I told him how well I understood how he felt, and I felt a bit of shame for feeling so satisfied by his fall from grace.
I’m tired as hell when I come home from work, too, and when he was on top I had to take guff each time a new owner took over and installed his own management.
I thought about him a lot after I left him, wondering if his showing up again meant trouble.
After all, he might find a way to slip back into the mix and create havoc now that things have settled down for me again.
He assured me this morning when he came to work that he doesn’t want my job.
This is somewhat startling since I never mentioned my being afraid of that when I saw him yesterday.
It is possible that he does, and has some way of getting me fired.
I hear the siren call of the unemployment line even as I jot this down. The last few days have made me ache for freedom again, the way a whiff of salt air makes me wish for the sea.
Tom misses the mall.
He also still resents his mistreatment by Phil, his own cousin who edged him out of the store and cast him out to find his way in the world of labor after giving him a taste of management.
But Tom should have known better than to get between Phil and money.
Phil will sell his soul for a quick buck, sell this store for an exaggerated price to buy two elsewhere. This time he bought one in Hackettstown, out in the world beyond me, beyond reason.
Tom seems almost to be feeling me out, to see if I will go with him to this new paradise – rather than he trying to worm his way back into mine.
Still, he wanders through our empty kitchen, sighing with nostalgia for the time when he was master here.
It amazes me how things have turned: once with me on the outside, walking around the kitchen, taking in its scent and sights, bring back a whole different life to me. Now it’s him.
How it hurts to lose part of one’s life to memory, to realize until too late how good those times really were.
But you can never go back – at least not to what it was.
I wanted to tell him that. But I sensed he already knew it. He had that tone in his voice which gave him away.
This isn’t Phil’s place any more, and won’t likely ever be again,
And without Phil – his cousin – to give Tom status, the place isn’t the same, and Tom isn’t important.
For me it’s different.
I’ve been through other owners.

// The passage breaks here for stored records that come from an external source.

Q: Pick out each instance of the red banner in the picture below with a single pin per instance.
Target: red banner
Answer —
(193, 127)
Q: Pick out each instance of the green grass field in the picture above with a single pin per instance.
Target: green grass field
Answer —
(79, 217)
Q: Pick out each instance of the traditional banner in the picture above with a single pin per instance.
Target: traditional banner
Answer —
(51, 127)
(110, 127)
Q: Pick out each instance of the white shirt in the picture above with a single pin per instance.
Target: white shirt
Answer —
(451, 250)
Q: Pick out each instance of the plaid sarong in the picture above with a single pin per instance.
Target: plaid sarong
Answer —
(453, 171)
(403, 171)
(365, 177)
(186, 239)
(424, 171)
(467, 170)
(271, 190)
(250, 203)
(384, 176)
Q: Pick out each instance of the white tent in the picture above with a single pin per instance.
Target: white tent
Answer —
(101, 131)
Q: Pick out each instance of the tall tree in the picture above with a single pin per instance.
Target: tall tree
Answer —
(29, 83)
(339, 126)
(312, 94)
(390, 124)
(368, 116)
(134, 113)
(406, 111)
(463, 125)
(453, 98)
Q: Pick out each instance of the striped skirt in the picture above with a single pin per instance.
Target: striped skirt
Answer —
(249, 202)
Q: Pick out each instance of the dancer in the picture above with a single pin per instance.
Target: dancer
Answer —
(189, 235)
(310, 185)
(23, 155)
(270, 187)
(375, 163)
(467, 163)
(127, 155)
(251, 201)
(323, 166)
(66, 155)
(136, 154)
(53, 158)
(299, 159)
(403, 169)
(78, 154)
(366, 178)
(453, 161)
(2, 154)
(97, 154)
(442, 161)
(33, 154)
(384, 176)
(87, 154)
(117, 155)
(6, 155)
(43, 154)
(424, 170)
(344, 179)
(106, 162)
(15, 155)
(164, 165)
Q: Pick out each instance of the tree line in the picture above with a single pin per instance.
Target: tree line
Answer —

I’ve seen the change before. My coming back in time for another change was fate, but not something beyond my imagination.
The night is always the night.
It was me and these four walls. The smells and the silence are the same now as they were then, even three owners later.
Sometimes, I feel like a slave that gets sold with the land.
Other times, I feel beyond these people, above them, like a tall pine looking down not with contempt, but with pity. These petty humans trying to make their fortunes on schemes like these. Fools, whose schemes always come to naught.
I think Tom understood this as well.

It is only the desire for it that remains, not the possibility.